Norton: ‘Proximity Preservation Rule’ is Scottsdale’s worst idea since DDC

Posted

Debates over and objections to the proposed amendments to the General Plan have largely focused on the ill-designed Desert Rural land designation.

That debate overlooks an even worse problem. Whether you seek to develop your land or not, the city would like to give itself the power to limit how you use your land and to mandate that you let others cross it at all times. It’s called the “Proximity” rule.

Land near the McDowell Sonoran Preserve is often referred to as “Scottsdale’s version of Beachfront Property.” In 1976 California spent enormous amounts of time cautiously defining the area that would become protected.

Despite all that forethought, the Coastal Act has launched more litigation than any other act in California history, including things like issuing orders to tear down recently built homes. Here’s the California definition of the protected area:

“‘Coastal zone’ means that land and water area of the State of California . . . extending seaward to the state’s outer limit of jurisdiction, including all offshore islands, and extending inland generally 1,000 yards from the mean high tide line of the sea. In significant coastal estuarine, habitat, and recreational areas it extends inland to the first major ridgeline paralleling the sea or five miles from the mean high tide line of the sea, whichever is less, and in developed urban areas the zone generally extends inland less than 1,000 yards.” California Coastal Act 1976.

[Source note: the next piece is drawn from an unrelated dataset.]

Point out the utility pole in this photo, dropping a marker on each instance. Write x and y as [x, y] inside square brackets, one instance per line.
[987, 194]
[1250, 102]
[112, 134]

Through the Scottsdale general plan amendment, and clearly without thinking of the unintended consequences, our mayor and some of our City Council are ready to launch the Preserve version of the Coastal Act. But in their version of the Coastal Act, they have made no effort whatsoever to define the area of impacted land.

In fact, they did the opposite. They chose a vague and imprecise term that can and will be subjected to massive amounts of litigation if enforced.

It’s the “Proximity Rule.”

All privately or publicly owned land within the “proximity” of the Preserve will be impacted. That is true whether talking about existing Preserve land or land purchased for the Preserve in the future. Arguably every single acre of Scottsdale north of Shea is “within the proximity” of the Preserve.

All of that land will be subject to potential “restrictions,” “dedicated easements,” “or other treatments” (whatever that means), with the stated purpose of those actions being to “limit the use of the property,” and “to preserve and conserve” the Preserve like quality of the region.

In essence it is suggested that we turn all of north Scottsdale into Preserve property without ever buying it or declaring it as such.

Are we really ready to tell everyone living north of Shea that they must now allow other humans and animals to cross their property unrestricted? Are we really ready to tell horse property or estate owners that they can’t have walls or unbroken fences? Are we really ready to do that even to the land that “abuts” the Preserve let alone everything “within the proximity” of the Preserve.

No, we’re not even remotely close to having thought through the consequences of the whimsical proposals floating around. It is time to stop this nonsense.

Editor’s Note: Mike Norton is the CEO of the Athena Foundation Scottsdale and a long time Scottsdale resident.